For inspiration on how to integrate native plants into the domestic terrain, Coury recommends “going and looking at the plant communities — going on a hike and paying attention to how nature designs itself.”
In addition to feeding pollinators and other wildlife, native plants can help filter stormwater runoff and reduce the risk of flooding. “It’s really important, especially around waterways, to be thoughtful about how you manage those landscapes to allow them to have their full ecological function, which trickles down to wherever that water is going to flow out to later on,” says Ellis.
Planting trees and shrubs also adds forest cover that cleans the air and provides shade to cool temperatures, according to the U.S. Environmental Protection Agency. Native plants require little to no irrigation, pesticides or fertilizer compared with a traditional lawn, and they contribute to a sense of place by using the plants from that region. “The less you have to rely on artificial means of perpetuating your collection, the safer it is,” says Ellis.
“One thing that’s really important is thinking of things in terms of the food web and just the whole ecosystem, especially here in the mountains because more and more people are moving here, and there’s more and more developments coming up,” says Coury.
“It’s a two-way street because the animals then distribute the seeds of those plants and regenerate the whole ecosystem,” says Coury.
“I definitely think that people rewilding their yards or wanting to garden for wildlife need to consider not just what plants to plant but how to manage them, because management styles are [just] as important for maintaining diversity in rich ecological systems,” says Ellis.

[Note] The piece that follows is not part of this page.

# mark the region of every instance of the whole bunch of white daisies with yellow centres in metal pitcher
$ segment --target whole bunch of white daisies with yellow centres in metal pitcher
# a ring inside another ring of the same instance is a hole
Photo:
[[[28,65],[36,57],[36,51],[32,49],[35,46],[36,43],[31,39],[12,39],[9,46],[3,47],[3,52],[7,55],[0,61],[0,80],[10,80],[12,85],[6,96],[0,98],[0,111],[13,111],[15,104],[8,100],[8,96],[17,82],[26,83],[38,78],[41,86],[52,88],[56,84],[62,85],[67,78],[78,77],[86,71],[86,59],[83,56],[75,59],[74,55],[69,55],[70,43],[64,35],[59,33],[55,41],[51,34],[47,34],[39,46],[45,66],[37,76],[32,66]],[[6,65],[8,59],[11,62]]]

Both Coury and Ellis believe that people can make a real difference at home — whether living in a house in the woods or an apartment in the city. Window boxes and balconies provide opportunities to surround the home with native plants in a limited space.

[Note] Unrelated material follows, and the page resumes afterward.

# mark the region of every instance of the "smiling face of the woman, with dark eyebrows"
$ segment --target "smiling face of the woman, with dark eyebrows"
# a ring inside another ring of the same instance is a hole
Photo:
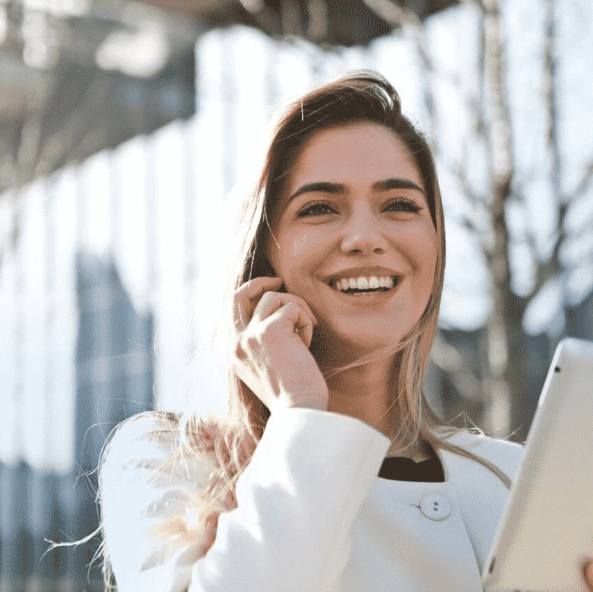
[[[358,357],[400,341],[424,312],[437,234],[424,182],[391,130],[320,130],[287,177],[267,255],[318,321],[314,344]]]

Other possibilities for planting native plants without private property include contributing to a local community garden or applying to Adopt-a-Spot through Asheville GreenWorks.
Ellis suggests that the fragrant and edible American wintergreen (Gaultheria procumbens) might have the potential to adapt well to indoor conditions.
No matter where you’re growing, it’s important to try. “I think that there’s a lot of room to be proven wrong in horticulture by somebody who’s just willing to not listen to Google and try something.”
Find local plants
To get started, check out these local plant sales:
- WNC Farmers Market Spring Festival & Growing in the Mountain Plant Sale, 8 a.m.-5 p.m., Saturday, April 22, and Sunday, April 23.
- French Broad River Garden Club’s 71st annual Plant Sale, 9 a.m.-3 p.m., Saturday, April 22, 1000 Hendersonville Road, Asheville
- Bullington Gardens, 9 a.m.-4 p.m., Thursday, April 27, to Saturday, April 29, Hendersonville
- Botanical Gardens at Asheville, noon-6 p.m., Friday, May 12, and 9 a.m.-3 p.m., Saturday, May 13.